キャンディーアップルよさらば-2

 シュレッダーマネージャーとしてのセンの仕事は、朝にシュレッダーロボットを持ち場に送り出し、ゆうべに戻ってきたシュレッダーロボットをケアして日報を書くというものである。単調な毎日ではあるが、時折それに健康診断や新製品モニターや他部署の手伝いなどのイベントが挟まることがあり、それらが終わるとたいていその後の代わり映えのない日常が愛おしくかけがえのないものに思えるようになるという効果があるので、それほど退屈というわけでもなかった。


 そして今日はそういうちょっとしたイベントがあった日で、何かというと総務から通達が来ていたのであった。グループウェアでその通達のメールをチェックすると、以下のように書かれていた。


『各位 お疲れ様です。来週備品の点検を行います。各部署は添付のリストの備品が規定の場所に設置されているか確認してください。規定の場所に無い場合は、点検までに戻しておいてください。また備品を紛失した場合は、設備課で備品等紛失届ならびに再購入申請書を用意してください。なお、紛失届の理由欄を『次元の裂け目に飲み込まれた』『存在がもともと不安定だった』等で埋めることは許可されていません』


 センはそのメールを読むやいなや第四書類室の備品リストを印刷し、チェックを始めた。これは別にセンが仕事熱心だからというわけではなく、もしも備品が欠けていた場合に紛失理由をでっちあげるには相応の時間を要するだろうと判断してのことである。


「えー、書類棚が三……オッケー。
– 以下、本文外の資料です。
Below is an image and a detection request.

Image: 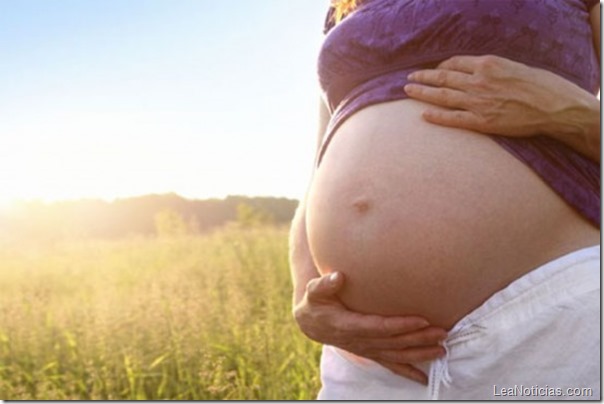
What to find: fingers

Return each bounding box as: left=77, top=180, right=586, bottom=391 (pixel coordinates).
left=364, top=327, right=447, bottom=350
left=375, top=346, right=447, bottom=364
left=306, top=272, right=344, bottom=301
left=407, top=69, right=472, bottom=90
left=336, top=312, right=430, bottom=338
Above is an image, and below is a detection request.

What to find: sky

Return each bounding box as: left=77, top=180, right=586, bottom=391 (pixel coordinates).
left=0, top=0, right=329, bottom=203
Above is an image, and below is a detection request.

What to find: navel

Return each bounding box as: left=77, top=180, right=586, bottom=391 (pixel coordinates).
left=352, top=198, right=371, bottom=213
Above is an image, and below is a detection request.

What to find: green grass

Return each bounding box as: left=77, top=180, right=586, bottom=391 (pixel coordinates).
left=0, top=227, right=320, bottom=400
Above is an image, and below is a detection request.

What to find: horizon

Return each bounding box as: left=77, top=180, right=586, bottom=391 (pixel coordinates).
left=0, top=0, right=328, bottom=205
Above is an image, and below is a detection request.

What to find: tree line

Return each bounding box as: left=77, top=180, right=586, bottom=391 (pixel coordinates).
left=0, top=194, right=298, bottom=241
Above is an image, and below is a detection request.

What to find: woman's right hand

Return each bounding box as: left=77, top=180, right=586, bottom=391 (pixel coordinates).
left=294, top=273, right=447, bottom=384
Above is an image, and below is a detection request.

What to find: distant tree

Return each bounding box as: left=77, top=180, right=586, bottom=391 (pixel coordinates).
left=237, top=202, right=275, bottom=227
left=153, top=209, right=190, bottom=237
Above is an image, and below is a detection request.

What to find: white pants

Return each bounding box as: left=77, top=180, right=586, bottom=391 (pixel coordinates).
left=318, top=246, right=600, bottom=400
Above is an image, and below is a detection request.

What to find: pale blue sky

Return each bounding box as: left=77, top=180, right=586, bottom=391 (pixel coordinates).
left=0, top=0, right=328, bottom=200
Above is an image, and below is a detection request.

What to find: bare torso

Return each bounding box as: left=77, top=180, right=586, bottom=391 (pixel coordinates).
left=306, top=99, right=600, bottom=328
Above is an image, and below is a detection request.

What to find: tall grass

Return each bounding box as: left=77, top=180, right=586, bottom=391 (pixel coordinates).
left=0, top=227, right=319, bottom=400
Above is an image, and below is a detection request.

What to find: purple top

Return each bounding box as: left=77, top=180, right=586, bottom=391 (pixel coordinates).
left=317, top=0, right=600, bottom=228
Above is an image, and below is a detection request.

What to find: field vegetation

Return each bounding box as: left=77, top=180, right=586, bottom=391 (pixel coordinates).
left=0, top=223, right=320, bottom=400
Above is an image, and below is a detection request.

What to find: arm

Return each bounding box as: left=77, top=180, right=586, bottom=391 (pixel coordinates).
left=289, top=98, right=446, bottom=384
left=405, top=5, right=600, bottom=162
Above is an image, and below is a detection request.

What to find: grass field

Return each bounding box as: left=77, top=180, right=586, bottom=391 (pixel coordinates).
left=0, top=226, right=320, bottom=400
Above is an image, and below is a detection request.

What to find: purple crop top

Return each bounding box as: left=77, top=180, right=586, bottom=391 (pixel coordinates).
left=318, top=0, right=600, bottom=228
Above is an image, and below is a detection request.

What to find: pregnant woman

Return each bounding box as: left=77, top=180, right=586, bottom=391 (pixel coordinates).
left=291, top=0, right=600, bottom=399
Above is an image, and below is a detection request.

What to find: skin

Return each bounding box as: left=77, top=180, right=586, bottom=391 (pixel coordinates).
left=290, top=6, right=600, bottom=384
left=289, top=102, right=447, bottom=384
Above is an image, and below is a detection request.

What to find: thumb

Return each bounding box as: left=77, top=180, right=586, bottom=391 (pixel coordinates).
left=306, top=272, right=344, bottom=300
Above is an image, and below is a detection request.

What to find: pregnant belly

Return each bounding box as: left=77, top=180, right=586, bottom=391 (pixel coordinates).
left=306, top=100, right=599, bottom=328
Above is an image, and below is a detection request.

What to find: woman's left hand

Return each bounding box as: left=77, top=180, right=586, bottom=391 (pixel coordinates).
left=405, top=55, right=600, bottom=161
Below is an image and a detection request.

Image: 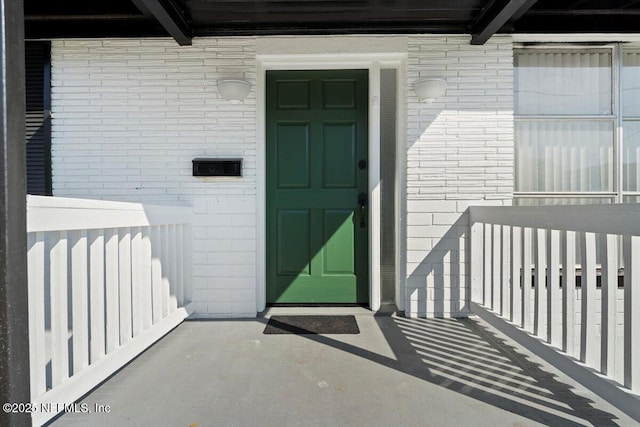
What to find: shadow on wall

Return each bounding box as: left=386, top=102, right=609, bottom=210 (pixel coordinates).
left=407, top=216, right=470, bottom=317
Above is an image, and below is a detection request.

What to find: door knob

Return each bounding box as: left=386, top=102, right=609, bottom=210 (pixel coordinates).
left=358, top=193, right=367, bottom=228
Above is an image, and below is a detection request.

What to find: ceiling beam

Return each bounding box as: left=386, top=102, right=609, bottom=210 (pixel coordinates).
left=471, top=0, right=537, bottom=45
left=131, top=0, right=193, bottom=46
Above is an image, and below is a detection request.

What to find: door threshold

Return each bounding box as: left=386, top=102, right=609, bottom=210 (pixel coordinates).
left=258, top=304, right=375, bottom=317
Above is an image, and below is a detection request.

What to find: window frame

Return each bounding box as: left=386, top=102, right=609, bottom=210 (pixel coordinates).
left=513, top=43, right=628, bottom=204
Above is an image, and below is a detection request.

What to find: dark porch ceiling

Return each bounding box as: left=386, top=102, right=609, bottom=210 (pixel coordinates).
left=24, top=0, right=640, bottom=44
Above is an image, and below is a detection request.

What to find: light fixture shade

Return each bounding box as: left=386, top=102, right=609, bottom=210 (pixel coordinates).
left=413, top=78, right=447, bottom=102
left=218, top=79, right=251, bottom=102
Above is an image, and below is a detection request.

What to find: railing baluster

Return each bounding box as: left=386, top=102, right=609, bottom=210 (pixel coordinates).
left=151, top=226, right=162, bottom=324
left=580, top=233, right=598, bottom=368
left=623, top=236, right=640, bottom=393
left=166, top=224, right=178, bottom=313
left=562, top=231, right=576, bottom=356
left=118, top=228, right=131, bottom=345
left=468, top=222, right=485, bottom=304
left=71, top=230, right=89, bottom=374
left=49, top=231, right=69, bottom=387
left=131, top=227, right=144, bottom=337
left=510, top=227, right=522, bottom=325
left=27, top=233, right=47, bottom=397
left=89, top=229, right=106, bottom=363
left=500, top=226, right=511, bottom=318
left=521, top=228, right=533, bottom=332
left=178, top=223, right=193, bottom=304
left=104, top=229, right=120, bottom=353
left=600, top=234, right=618, bottom=376
left=175, top=224, right=185, bottom=307
left=533, top=228, right=547, bottom=339
left=139, top=227, right=153, bottom=329
left=547, top=230, right=562, bottom=347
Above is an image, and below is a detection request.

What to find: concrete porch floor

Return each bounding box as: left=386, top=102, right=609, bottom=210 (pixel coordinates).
left=51, top=309, right=638, bottom=427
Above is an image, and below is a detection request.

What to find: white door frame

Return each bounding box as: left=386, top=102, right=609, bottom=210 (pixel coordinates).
left=256, top=53, right=407, bottom=312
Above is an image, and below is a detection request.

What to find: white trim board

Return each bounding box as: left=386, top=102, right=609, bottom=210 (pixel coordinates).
left=256, top=53, right=407, bottom=312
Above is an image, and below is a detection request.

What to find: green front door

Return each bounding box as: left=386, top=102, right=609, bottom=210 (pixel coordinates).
left=266, top=70, right=369, bottom=303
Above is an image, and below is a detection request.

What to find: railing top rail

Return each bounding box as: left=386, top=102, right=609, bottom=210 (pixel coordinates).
left=27, top=196, right=193, bottom=233
left=469, top=203, right=640, bottom=236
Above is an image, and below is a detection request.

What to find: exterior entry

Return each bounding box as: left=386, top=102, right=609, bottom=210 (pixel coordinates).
left=266, top=70, right=369, bottom=304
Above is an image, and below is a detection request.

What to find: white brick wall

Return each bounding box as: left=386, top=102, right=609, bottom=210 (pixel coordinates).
left=405, top=35, right=514, bottom=316
left=52, top=38, right=256, bottom=317
left=52, top=35, right=513, bottom=317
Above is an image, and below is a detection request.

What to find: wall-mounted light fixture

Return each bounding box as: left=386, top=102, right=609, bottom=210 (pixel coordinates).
left=413, top=78, right=447, bottom=102
left=218, top=79, right=251, bottom=102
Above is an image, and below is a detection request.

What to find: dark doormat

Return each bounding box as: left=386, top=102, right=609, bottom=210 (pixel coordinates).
left=263, top=316, right=360, bottom=335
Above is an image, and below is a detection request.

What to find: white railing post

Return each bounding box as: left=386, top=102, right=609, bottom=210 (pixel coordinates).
left=49, top=231, right=69, bottom=387
left=580, top=233, right=598, bottom=368
left=547, top=230, right=562, bottom=348
left=600, top=233, right=618, bottom=376
left=482, top=224, right=493, bottom=310
left=71, top=230, right=89, bottom=374
left=490, top=224, right=502, bottom=313
left=521, top=228, right=533, bottom=332
left=104, top=229, right=120, bottom=353
left=533, top=228, right=547, bottom=339
left=27, top=233, right=47, bottom=397
left=500, top=226, right=511, bottom=318
left=562, top=231, right=576, bottom=356
left=89, top=230, right=106, bottom=363
left=509, top=227, right=522, bottom=325
left=623, top=236, right=640, bottom=392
プリンターが一……オッケー、ゴミ箱が二……えーと、これとあの隅のやつか……オッケーと。万能文房具が一……えーと、見覚えはあるんだけど……あー、あったあった、だいぶ埃かぶってるけどまあいいや、オッケーと」


 万能文房具とは、その名の通りこの世に存在するありとあらゆる文房具の働きを行うことができる文房具である。今から七十年ほど前、当時銀河系全体で文房具におけるシェア率九十三パーセントを誇っていたアルナイル星系の惑星ネコリフの政府が、はさみやカッター、定規に分度器、チューブのりにスティックのり、その他もろもろを個別に製造するのは生産ラインの無駄なのではないか、もっと汎用的な製品を一つつくり、それをひたすら生産したほうが原材料費も抑えられるし在庫管理も楽なのではないかと考えたことからこの製品は始まった。ネコリフではそれから十年と二百億デネブを万能文房具の開発に費やした。そして星運をかけて売り出されたそれは、発売から一年ほどはよく売れた。何しろ万能文房具の開発にリソースが割かれていたせいで、修正液や油性マジックが全銀河的に不足していたし、総務的にもいちいちふせんやボールペンの在庫を管理しなくてよくなるのは都合がよかったのだ。


 この万能文房具は、たしかにこれ一つで紙を切ることもでき、書類を留めることもできたし、文字を書くことも線を引くこともできた。だがそのせいで、封筒に封をしようとして中の書類ごと錐を通してしまったり、円を描こうとして台ごと強力に接着したり、確定申告書類があと一文字というところで無残に切り刻まれたりという事故が頻発した。そしてやがて他の星や企業が別にシャープペンシルや匂いつき消しゴムを生産しても悪いことはないのではないかと気づきはじめ、この万能文房具は廃れていった。今では惑星ネコリフの名は『賢者は歴史に学ぶ――銀河の失敗事例百選――』などに残るのみになっている。しかし万能文房具はそれなりに値段が張るものだったので、減価償却が終わるまでは部屋の隅につくねて置かれているのだった。


 センは続けてリストの備品をチェックしていった。幸い、シュレッダーロボット以外の備品は無くなっているものはなかった。後はシュレッダーロボットたちが持ち場から戻ってきたら、いないものがないかをチェックすればよい。


「あ、TY-ROUはいるか……先にチェックしておこう」


 センは第四書類室の外をちょうど通り過ぎていったTY-ROUを見つけ、リスト上のTY-ROUの名の右にチェックを入れた。TY-ROUは以前に購入したシュレッダーロボットなのだが、他のシュレッダーロボットよりやや廉価で性能が劣り、また裁断した紙を溜め込みすぎてブラックホールをつくりかけたことがあったため、実際の仕事にはつかせていない。なのでTY-ROUは部屋の隅で転がったり社内のコーヒーメーカーや自動販売機と話して日中を過ごしている。今日は廊下の先に置いてある観葉植物水やりロボットとなにやら世間話をしていたらしい。


(まあ残りは普通にシュレッダーロボットたちだから、帰ってきてから……ん?)


 センはリストの一番うしろに目を留めた。『ダースロー五型』と書かれたシュレッダーロボットの型番には、全く見覚えが無かった。